More and more news stories, various recalls, etc., show us that some companies seem to have taken short-cuts when it comes to quality. Many are learning the hard way that not investing in a quality system up front can cost more later in repairs, unplanned modifications and ultimately customer dissatisfaction.

It is worthwhile to invest smartly in quality. For example, if you choose an automated testing solution solely based on price you generally get what you’ve paid for: only some of the automated testing tool features you really needed. If you choose an open source automated testing tool, yes, the tool is “free” but you might end up paying more in automated test development cost, because the open source solution needs to be enhanced by someone with advanced development skills to meet your requirements. It is worthwhile to invest time and money to find the automated testing solution that specifically fits your needs, without price being the only or main discriminator.
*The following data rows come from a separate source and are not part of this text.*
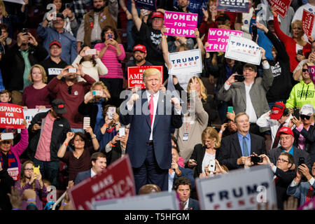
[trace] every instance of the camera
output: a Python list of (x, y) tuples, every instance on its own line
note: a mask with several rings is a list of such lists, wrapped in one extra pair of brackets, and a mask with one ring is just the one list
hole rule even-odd
[(26, 36), (29, 34), (29, 31), (27, 28), (22, 29), (22, 33), (23, 33), (23, 36)]
[(216, 170), (216, 160), (214, 159), (210, 159), (209, 161), (209, 171), (214, 172)]
[(299, 166), (304, 163), (305, 162), (304, 162), (304, 157), (299, 158)]
[(262, 158), (259, 156), (252, 156), (251, 158), (251, 161), (253, 162), (254, 164), (258, 164), (258, 162), (262, 162)]
[(245, 80), (245, 77), (242, 75), (236, 75), (234, 76), (234, 78), (237, 80), (237, 82), (242, 82)]

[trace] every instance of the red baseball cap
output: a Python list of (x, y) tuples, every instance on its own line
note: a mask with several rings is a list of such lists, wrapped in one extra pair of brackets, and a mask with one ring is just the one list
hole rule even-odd
[(155, 18), (164, 18), (164, 15), (161, 12), (154, 12), (152, 13), (151, 18), (153, 19)]
[(144, 46), (143, 45), (141, 44), (138, 44), (134, 47), (134, 52), (135, 52), (136, 50), (139, 50), (144, 53), (146, 53), (146, 46)]
[(281, 134), (290, 134), (294, 137), (293, 132), (292, 132), (291, 129), (288, 127), (282, 127), (278, 132), (277, 136), (279, 136)]
[(284, 114), (284, 111), (286, 108), (286, 104), (284, 104), (283, 102), (276, 102), (272, 108), (272, 114), (270, 115), (270, 119), (280, 119)]
[(49, 44), (49, 48), (50, 48), (51, 46), (53, 45), (57, 45), (58, 47), (61, 48), (61, 43), (58, 41), (55, 40), (51, 41), (50, 43)]

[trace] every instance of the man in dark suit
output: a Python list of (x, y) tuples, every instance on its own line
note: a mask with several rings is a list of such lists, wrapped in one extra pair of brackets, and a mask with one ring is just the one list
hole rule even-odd
[(237, 132), (222, 139), (218, 150), (218, 161), (229, 170), (242, 168), (246, 158), (254, 153), (266, 153), (264, 138), (249, 133), (249, 118), (245, 113), (235, 116)]
[(171, 129), (179, 128), (183, 124), (178, 99), (171, 99), (159, 91), (162, 85), (160, 71), (146, 69), (143, 82), (146, 90), (134, 92), (120, 110), (120, 123), (130, 124), (126, 153), (130, 158), (137, 194), (148, 183), (167, 190), (172, 163)]
[(181, 210), (200, 210), (197, 200), (190, 198), (191, 182), (185, 176), (178, 177), (175, 180), (173, 190), (176, 190), (179, 198)]
[(92, 177), (96, 174), (101, 173), (106, 168), (106, 157), (102, 153), (94, 153), (91, 155), (92, 169), (80, 172), (76, 176), (74, 184)]
[(278, 133), (281, 146), (272, 148), (269, 151), (268, 157), (271, 162), (275, 164), (281, 153), (287, 152), (293, 156), (295, 172), (299, 166), (300, 158), (303, 158), (304, 163), (311, 169), (311, 158), (309, 153), (293, 146), (294, 134), (291, 129), (288, 127), (282, 127)]

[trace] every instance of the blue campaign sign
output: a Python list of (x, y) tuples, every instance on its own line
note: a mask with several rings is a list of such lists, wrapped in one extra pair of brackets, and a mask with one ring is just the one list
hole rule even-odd
[(155, 12), (156, 11), (156, 0), (137, 0), (136, 7)]
[(216, 8), (218, 11), (242, 13), (249, 12), (248, 0), (218, 0)]

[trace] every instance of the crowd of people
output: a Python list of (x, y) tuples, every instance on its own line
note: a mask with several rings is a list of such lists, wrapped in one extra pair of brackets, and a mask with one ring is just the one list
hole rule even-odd
[[(0, 209), (52, 209), (52, 186), (66, 192), (57, 209), (71, 209), (67, 189), (127, 154), (136, 195), (175, 190), (181, 209), (200, 209), (196, 178), (262, 164), (278, 209), (314, 197), (315, 34), (301, 20), (315, 0), (292, 1), (284, 18), (270, 6), (258, 16), (259, 0), (248, 13), (215, 0), (157, 0), (154, 12), (135, 0), (23, 1), (0, 0), (0, 103), (39, 112), (0, 129), (13, 136), (0, 140)], [(165, 11), (197, 13), (194, 37), (165, 35)], [(260, 64), (206, 51), (212, 28), (242, 31)], [(169, 54), (193, 49), (202, 72), (170, 74)], [(145, 89), (122, 97), (128, 67), (152, 65), (163, 71), (146, 69)]]

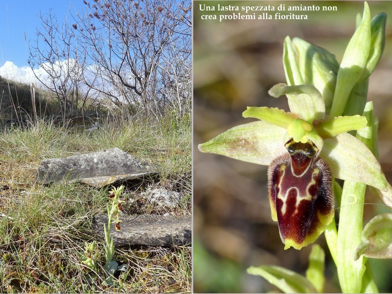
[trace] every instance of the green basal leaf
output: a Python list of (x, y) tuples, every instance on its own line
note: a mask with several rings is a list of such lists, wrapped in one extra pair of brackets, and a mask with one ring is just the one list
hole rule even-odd
[(198, 146), (203, 152), (269, 165), (287, 153), (282, 143), (285, 129), (262, 121), (237, 125)]
[(306, 270), (306, 278), (310, 281), (319, 293), (322, 293), (325, 284), (324, 277), (325, 253), (318, 244), (312, 247), (309, 255), (309, 265)]
[(290, 37), (288, 36), (285, 38), (283, 43), (283, 67), (288, 85), (304, 84), (303, 79), (301, 75), (297, 63), (295, 52), (293, 47)]
[(369, 6), (365, 2), (362, 21), (347, 46), (338, 72), (330, 116), (342, 115), (351, 90), (362, 75), (370, 48)]
[(316, 87), (324, 98), (325, 107), (330, 108), (339, 69), (339, 63), (335, 55), (300, 38), (294, 38), (293, 44), (298, 56), (298, 65), (304, 84)]
[(313, 285), (302, 275), (277, 266), (250, 267), (248, 273), (261, 276), (285, 293), (315, 293)]
[(282, 109), (266, 107), (248, 106), (242, 115), (244, 118), (257, 119), (284, 128), (287, 128), (293, 121), (297, 118), (295, 114)]
[(362, 243), (355, 250), (355, 260), (361, 255), (372, 258), (392, 258), (392, 214), (376, 216), (361, 233)]
[(352, 130), (360, 130), (366, 126), (366, 118), (360, 115), (329, 118), (315, 122), (313, 126), (324, 138), (332, 138)]
[(332, 176), (387, 190), (381, 167), (371, 151), (362, 142), (347, 133), (324, 140), (320, 157), (329, 165)]
[(378, 64), (385, 47), (385, 24), (387, 14), (377, 14), (370, 22), (370, 48), (366, 65), (358, 82), (367, 79)]
[(288, 86), (280, 83), (272, 87), (269, 94), (278, 98), (286, 95), (290, 111), (312, 123), (325, 116), (325, 104), (318, 90), (312, 85)]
Another common mistake when it comes to quality is to assume that any non-skilled labor can implement these quality processes and conduct manual/automated testing. Our experience has shown that any type of testing—manual or automated—requires analytical skills, strategic thinking, and subject matter expertise, along with being able to choose and use the right automated testing solutions. Invest in the right people with the skills, expertise and experience to implement your quality checks and your automated testing processes. Incorporate automated testing tool training into your annual budget, so your testing staff can use their chosen testing solution most effectively.

Another way some try to cut corners is by treating quality as a low cost side-activity. Investing in careful planning and defining and implementing a quality strategy however will provide the biggest payoffs. Quality rarely can be built into a system at the end of the software development lifecycle. Many who have tried this approach have ended up with delayed releases and over-budget projects due to unexpected last minute bug fixes and an unplanned number of regression testing cycles; or worse, with software that was never shipped and scrapped altogether.

Numerous statistics show that testing can make up 50% or more of the development lifecycle. While the newest technology is being developed at a breakneck pace, many testing technologies are having a hard time keeping up. We recommend using automated testing technologies that are technology neutral and independent of the technology churn. These solutions will allow you to support the proposed quality processes, along with building quality in from the beginning, where it is most economical to fix any defects. Once each component has been verified and is working as expected, one can iteratively expand on the successes of the previous build, and re-run the automated regression tests as often as needed.

Insuring software quality through careful consideration, planning and implementing various practices including automated software testing requires an initial investment; but, if done correctly, it will pay off multi-fold in the end and your customers will thank you.